On the 22nd he again wrote:-

"I now learn as an actual fact that the firm in question are the real distributors of opium in Manchuria. There is no secret made of it; in fact they advertise it, as you may see in the Manchuria Daily News. A medical certificate is necessary for its purchase at the Mukden branch, but it can be bought by anyone at the Dairen office without restriction. The usual procedure is to go to Dairen and purchase it, and bring it along in the train for disposal here or elsewhere. I am told there is no difficulty about the matter at all."

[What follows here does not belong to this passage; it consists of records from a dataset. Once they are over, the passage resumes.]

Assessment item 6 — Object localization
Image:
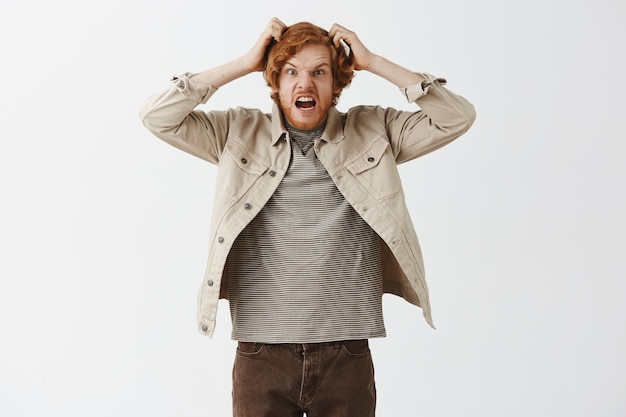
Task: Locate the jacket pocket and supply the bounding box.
[347,136,402,199]
[216,138,269,200]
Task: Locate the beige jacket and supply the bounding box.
[140,74,475,337]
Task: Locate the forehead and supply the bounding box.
[285,44,331,67]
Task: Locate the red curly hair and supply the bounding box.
[263,22,354,105]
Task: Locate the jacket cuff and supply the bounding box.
[171,72,217,104]
[400,73,447,103]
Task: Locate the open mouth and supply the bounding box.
[296,97,317,109]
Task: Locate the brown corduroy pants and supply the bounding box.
[233,340,376,417]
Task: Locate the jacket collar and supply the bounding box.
[272,103,344,145]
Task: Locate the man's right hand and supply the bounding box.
[242,17,287,72]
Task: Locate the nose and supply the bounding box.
[298,72,313,90]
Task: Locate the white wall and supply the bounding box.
[0,0,626,417]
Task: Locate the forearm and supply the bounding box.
[191,58,253,88]
[364,55,426,88]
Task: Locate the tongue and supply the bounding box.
[296,101,315,109]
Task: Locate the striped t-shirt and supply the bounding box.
[222,122,385,343]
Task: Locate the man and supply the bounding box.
[140,18,475,417]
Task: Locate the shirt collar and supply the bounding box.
[272,103,344,145]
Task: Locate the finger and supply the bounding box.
[267,17,287,41]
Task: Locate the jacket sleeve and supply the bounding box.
[384,74,476,163]
[139,73,228,164]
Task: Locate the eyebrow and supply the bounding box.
[283,61,332,69]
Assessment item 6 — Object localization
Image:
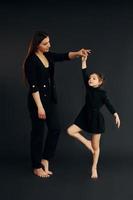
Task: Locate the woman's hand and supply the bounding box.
[38,106,46,119]
[77,49,91,57]
[114,113,120,128]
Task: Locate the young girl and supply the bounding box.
[67,57,120,178]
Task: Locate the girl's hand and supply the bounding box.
[81,56,88,62]
[38,106,46,119]
[114,113,120,128]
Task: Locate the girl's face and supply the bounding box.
[38,37,51,53]
[88,74,102,88]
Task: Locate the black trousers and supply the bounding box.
[28,95,60,168]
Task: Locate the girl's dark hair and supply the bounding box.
[89,72,105,87]
[23,31,49,82]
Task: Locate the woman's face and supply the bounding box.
[88,74,102,87]
[38,37,51,53]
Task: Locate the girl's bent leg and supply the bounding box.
[67,124,93,153]
[91,134,101,178]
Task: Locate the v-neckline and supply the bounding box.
[35,54,49,69]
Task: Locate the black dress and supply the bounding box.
[24,52,69,168]
[74,69,116,133]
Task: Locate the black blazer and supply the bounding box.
[24,52,70,103]
[82,69,116,114]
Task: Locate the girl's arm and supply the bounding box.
[81,56,88,88]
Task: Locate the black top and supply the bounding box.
[74,69,116,134]
[24,52,69,101]
[82,69,116,114]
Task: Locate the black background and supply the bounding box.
[0,0,133,200]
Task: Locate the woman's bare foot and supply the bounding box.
[91,168,98,179]
[86,140,94,154]
[33,168,49,178]
[41,159,53,175]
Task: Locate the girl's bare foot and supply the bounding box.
[86,140,94,154]
[91,168,98,179]
[41,159,53,175]
[33,168,49,178]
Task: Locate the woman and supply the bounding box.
[24,32,89,177]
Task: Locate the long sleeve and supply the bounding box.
[104,92,116,114]
[24,59,39,93]
[50,52,70,62]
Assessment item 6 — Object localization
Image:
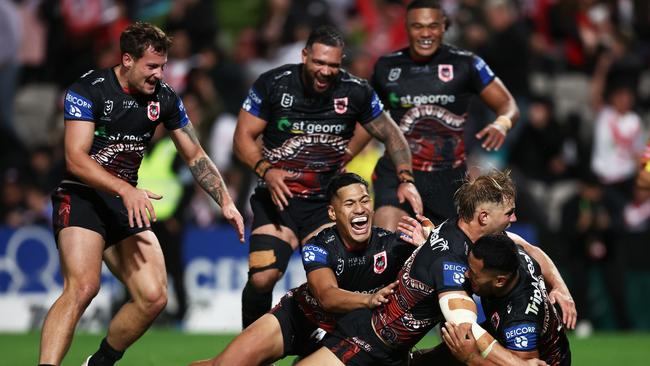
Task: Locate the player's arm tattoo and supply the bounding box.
[181,123,227,206]
[190,156,227,206]
[363,113,411,167]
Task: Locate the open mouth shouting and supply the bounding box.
[350,215,370,235]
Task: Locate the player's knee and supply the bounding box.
[134,286,167,316]
[249,269,282,293]
[248,234,293,292]
[64,281,99,306]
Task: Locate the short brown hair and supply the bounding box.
[454,169,516,221]
[120,22,172,59]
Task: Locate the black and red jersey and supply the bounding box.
[294,227,415,332]
[64,68,189,186]
[371,44,495,171]
[242,64,383,198]
[368,219,472,350]
[481,248,571,365]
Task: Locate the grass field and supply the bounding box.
[0,330,650,366]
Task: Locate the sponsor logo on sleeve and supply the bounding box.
[302,245,328,264]
[504,323,537,351]
[64,91,93,119]
[438,64,454,83]
[147,101,160,121]
[373,250,388,274]
[442,262,467,286]
[388,67,402,81]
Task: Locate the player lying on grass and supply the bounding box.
[192,173,430,366]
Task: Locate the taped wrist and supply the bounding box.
[253,158,273,179]
[492,116,512,135]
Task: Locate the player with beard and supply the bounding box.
[362,0,519,230]
[438,234,571,366]
[299,171,575,366]
[39,23,244,365]
[234,27,422,327]
[192,173,431,366]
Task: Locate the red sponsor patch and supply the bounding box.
[438,64,454,83]
[334,97,348,114]
[147,101,160,121]
[373,250,388,274]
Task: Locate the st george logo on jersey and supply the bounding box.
[373,250,388,274]
[334,97,348,114]
[147,101,160,121]
[438,64,454,83]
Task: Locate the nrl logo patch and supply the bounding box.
[388,67,402,81]
[104,100,113,116]
[280,93,293,108]
[334,97,348,114]
[147,101,160,121]
[438,64,454,83]
[373,250,388,274]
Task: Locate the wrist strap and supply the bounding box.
[397,169,415,184]
[253,158,273,179]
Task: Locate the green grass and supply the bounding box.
[0,329,650,366]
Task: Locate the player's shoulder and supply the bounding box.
[258,64,300,84]
[340,69,369,88]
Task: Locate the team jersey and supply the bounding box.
[295,227,415,332]
[64,68,189,186]
[371,44,495,171]
[481,248,570,365]
[242,64,383,198]
[371,219,472,350]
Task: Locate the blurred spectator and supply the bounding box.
[562,172,631,336]
[591,85,646,200]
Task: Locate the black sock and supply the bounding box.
[88,338,124,366]
[241,281,273,328]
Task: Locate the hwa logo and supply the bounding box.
[280,93,293,108]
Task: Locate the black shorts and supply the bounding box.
[322,308,409,366]
[372,156,467,225]
[270,288,325,357]
[251,187,332,242]
[52,183,150,247]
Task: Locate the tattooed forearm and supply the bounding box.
[190,157,228,206]
[364,113,411,170]
[181,122,199,145]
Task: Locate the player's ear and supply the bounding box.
[327,205,336,221]
[122,53,135,69]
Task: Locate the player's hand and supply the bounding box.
[264,168,298,211]
[121,187,162,228]
[440,322,481,364]
[221,201,244,243]
[397,215,433,246]
[368,281,399,309]
[476,123,507,151]
[548,288,578,329]
[397,183,424,215]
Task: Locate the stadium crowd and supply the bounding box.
[0,0,650,340]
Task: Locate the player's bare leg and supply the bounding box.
[104,230,167,351]
[372,206,408,231]
[190,314,284,366]
[296,347,344,366]
[39,227,104,365]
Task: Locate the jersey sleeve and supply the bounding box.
[163,90,190,130]
[470,55,496,93]
[431,253,467,293]
[63,77,95,122]
[302,241,334,273]
[242,75,270,121]
[358,82,384,124]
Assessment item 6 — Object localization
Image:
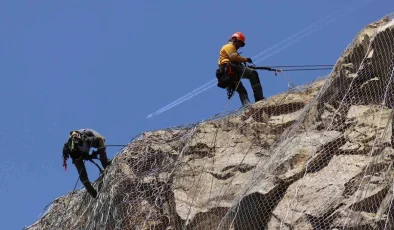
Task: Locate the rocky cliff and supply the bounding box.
[26,15,394,230]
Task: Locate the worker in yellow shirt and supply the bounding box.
[216,32,264,106]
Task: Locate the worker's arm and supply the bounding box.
[84,136,105,149]
[223,45,248,62]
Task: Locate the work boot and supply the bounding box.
[97,148,111,169]
[83,181,97,198]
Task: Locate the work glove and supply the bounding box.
[90,150,99,159]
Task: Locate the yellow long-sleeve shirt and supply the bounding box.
[218,43,247,66]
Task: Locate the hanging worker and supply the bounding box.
[216,32,264,106]
[63,129,111,197]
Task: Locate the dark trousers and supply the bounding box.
[230,63,264,105]
[72,147,110,197]
[73,158,97,197]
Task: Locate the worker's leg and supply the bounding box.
[92,137,111,169]
[234,81,250,106]
[73,158,97,197]
[233,64,264,102]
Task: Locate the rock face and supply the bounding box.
[26,16,394,230]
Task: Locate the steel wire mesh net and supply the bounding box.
[26,14,394,230]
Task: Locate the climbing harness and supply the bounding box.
[216,63,238,99]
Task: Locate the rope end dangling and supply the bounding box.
[63,159,67,171]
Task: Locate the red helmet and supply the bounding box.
[231,32,245,46]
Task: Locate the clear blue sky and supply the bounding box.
[0,0,394,229]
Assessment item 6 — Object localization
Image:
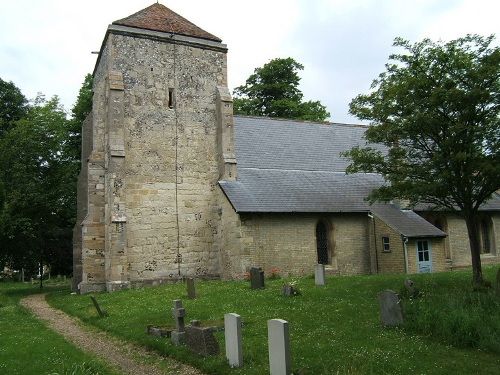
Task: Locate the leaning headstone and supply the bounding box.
[250,267,264,289]
[185,320,220,357]
[267,319,292,375]
[497,268,500,297]
[378,290,403,327]
[280,284,295,297]
[170,299,186,345]
[187,278,196,299]
[314,264,325,285]
[224,313,243,367]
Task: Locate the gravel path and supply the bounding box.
[21,294,203,375]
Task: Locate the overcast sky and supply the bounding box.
[0,0,500,123]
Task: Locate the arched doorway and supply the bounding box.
[316,221,329,264]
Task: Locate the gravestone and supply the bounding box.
[314,264,325,285]
[378,290,403,327]
[90,296,104,318]
[267,319,292,375]
[170,299,186,345]
[224,313,243,367]
[185,320,220,357]
[250,267,264,289]
[496,268,500,297]
[187,278,196,299]
[280,284,295,297]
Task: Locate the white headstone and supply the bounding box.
[267,319,292,375]
[224,313,243,367]
[314,264,325,285]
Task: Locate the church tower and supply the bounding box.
[73,4,236,293]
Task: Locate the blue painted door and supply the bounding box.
[417,240,432,273]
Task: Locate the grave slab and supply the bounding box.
[267,319,292,375]
[378,290,403,327]
[185,320,220,357]
[224,313,243,367]
[314,264,325,285]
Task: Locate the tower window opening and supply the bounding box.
[168,89,174,109]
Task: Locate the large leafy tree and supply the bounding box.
[233,57,330,121]
[68,74,93,162]
[0,78,28,138]
[0,96,77,273]
[345,35,500,283]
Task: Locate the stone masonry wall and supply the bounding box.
[234,213,371,276]
[75,27,227,292]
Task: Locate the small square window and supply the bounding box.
[382,237,391,252]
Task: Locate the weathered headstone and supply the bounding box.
[267,319,292,375]
[187,278,196,299]
[314,264,325,285]
[250,267,264,289]
[378,290,403,327]
[90,296,104,318]
[280,284,295,297]
[496,268,500,297]
[185,320,220,356]
[170,299,186,345]
[224,313,243,367]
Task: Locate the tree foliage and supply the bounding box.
[0,96,76,273]
[68,74,93,160]
[0,78,28,138]
[344,35,500,282]
[233,57,330,121]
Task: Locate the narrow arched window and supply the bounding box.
[480,219,491,254]
[316,221,328,264]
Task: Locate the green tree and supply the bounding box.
[0,96,77,273]
[0,78,28,138]
[233,57,330,121]
[68,74,93,162]
[344,35,500,283]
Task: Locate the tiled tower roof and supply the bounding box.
[113,3,222,42]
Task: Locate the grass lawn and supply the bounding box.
[45,267,500,375]
[0,283,115,375]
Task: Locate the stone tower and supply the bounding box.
[73,4,236,293]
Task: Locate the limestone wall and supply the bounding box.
[75,28,227,291]
[229,213,371,276]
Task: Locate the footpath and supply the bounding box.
[21,294,203,375]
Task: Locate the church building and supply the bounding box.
[73,3,500,293]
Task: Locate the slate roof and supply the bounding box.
[113,3,222,42]
[219,116,383,212]
[372,203,447,238]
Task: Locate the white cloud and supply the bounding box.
[0,0,500,122]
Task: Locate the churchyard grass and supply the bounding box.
[0,282,116,375]
[43,267,500,375]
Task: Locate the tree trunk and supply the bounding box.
[465,212,483,285]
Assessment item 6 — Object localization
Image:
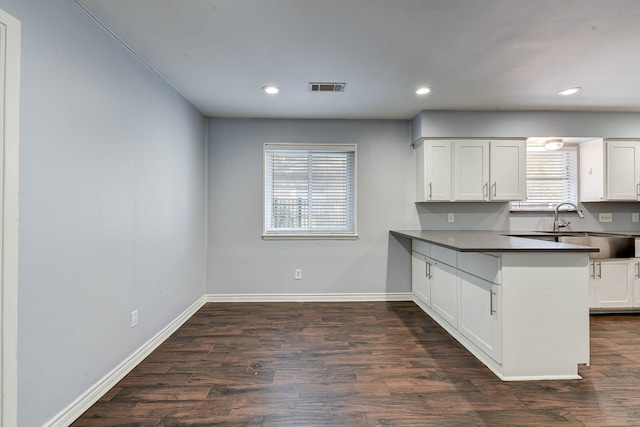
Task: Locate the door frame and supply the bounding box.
[0,9,20,427]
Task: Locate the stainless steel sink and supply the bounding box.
[556,234,636,258]
[527,231,636,258]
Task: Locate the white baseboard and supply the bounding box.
[204,292,413,302]
[45,297,206,427]
[44,292,413,427]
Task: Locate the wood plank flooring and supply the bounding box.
[73,302,640,427]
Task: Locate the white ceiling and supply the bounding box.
[76,0,640,119]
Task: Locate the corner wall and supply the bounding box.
[0,0,206,426]
[206,119,418,296]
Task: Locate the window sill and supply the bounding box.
[262,233,358,240]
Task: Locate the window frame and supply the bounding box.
[262,142,358,240]
[510,142,580,213]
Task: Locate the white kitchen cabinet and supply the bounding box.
[606,141,640,200]
[630,258,640,308]
[458,271,502,363]
[414,139,526,202]
[452,141,490,201]
[579,140,640,202]
[414,140,452,202]
[578,139,605,202]
[489,140,527,201]
[405,231,592,381]
[411,251,432,307]
[589,258,635,309]
[431,260,460,328]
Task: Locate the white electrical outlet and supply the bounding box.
[598,213,613,222]
[131,310,138,328]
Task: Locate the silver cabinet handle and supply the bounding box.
[489,290,497,316]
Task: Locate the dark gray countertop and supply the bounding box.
[390,230,599,252]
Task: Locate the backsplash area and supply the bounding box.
[415,202,640,231]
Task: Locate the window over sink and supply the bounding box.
[511,138,578,211]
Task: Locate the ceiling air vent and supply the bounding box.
[309,82,346,92]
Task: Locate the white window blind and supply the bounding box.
[511,146,578,211]
[264,144,356,237]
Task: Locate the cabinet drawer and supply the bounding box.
[431,245,457,267]
[458,252,502,284]
[411,239,431,256]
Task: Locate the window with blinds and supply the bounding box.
[511,145,578,211]
[263,144,356,238]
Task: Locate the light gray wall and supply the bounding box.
[0,0,206,426]
[207,119,419,295]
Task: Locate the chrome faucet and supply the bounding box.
[553,202,584,231]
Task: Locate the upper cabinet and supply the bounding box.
[414,140,451,202]
[580,139,640,202]
[414,139,527,202]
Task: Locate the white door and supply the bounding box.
[0,10,20,427]
[453,141,489,201]
[489,140,527,200]
[606,141,640,200]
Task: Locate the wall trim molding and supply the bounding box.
[45,292,413,427]
[45,296,206,427]
[204,292,413,302]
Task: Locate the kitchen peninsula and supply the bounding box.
[391,230,598,381]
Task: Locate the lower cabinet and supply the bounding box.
[411,251,431,307]
[589,258,638,309]
[412,244,588,381]
[631,258,640,308]
[431,260,460,328]
[458,271,502,362]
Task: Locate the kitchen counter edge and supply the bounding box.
[390,230,599,253]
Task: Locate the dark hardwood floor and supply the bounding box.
[73,302,640,427]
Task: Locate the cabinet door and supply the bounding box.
[453,141,489,201]
[414,140,451,202]
[489,140,527,200]
[431,260,459,328]
[458,272,502,362]
[594,259,633,308]
[411,252,431,307]
[606,141,640,200]
[426,141,452,201]
[578,139,605,202]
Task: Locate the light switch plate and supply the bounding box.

It is generally believed here that many of the exchange shops which have been opened recently, especially those in the neighbourhood of the Japanese railway station, are blinds for the sale of smuggled opium; and the railway town at Changchun is full of cheap hotels and other places where opium, brought from the north, is bought and sold. Now and then somebody is discovered smuggling, and his conviction and punish- ment are proclaimed in the newspapers, but, generally speaking, the trade goes on completely unchecked. The Chinese authorities are quite powerless, as the offenders are either foreigners (Japanese, Russians, Greeks, &c.) or take care to conduct their smuggling operations on territory under foreign administration.

A gentleman travelling for a home firm of surgical instrument manufacturers told me in 1914 that he had ascertained that it was possible in many places to buy from Japanese chemists and others a morphia syringe and a dose of morphia for 30 cents (74d.), and Dr. Colman, of Changchun, told me about the same time that jinriksha coolies and similar persons of humble degree could obtain an injection of morphia for 10 cents. There is no reason to suppose that circumstances are different in these respects at the present time.

I have, &c.

P. E. O'BRIEN-BUTLER.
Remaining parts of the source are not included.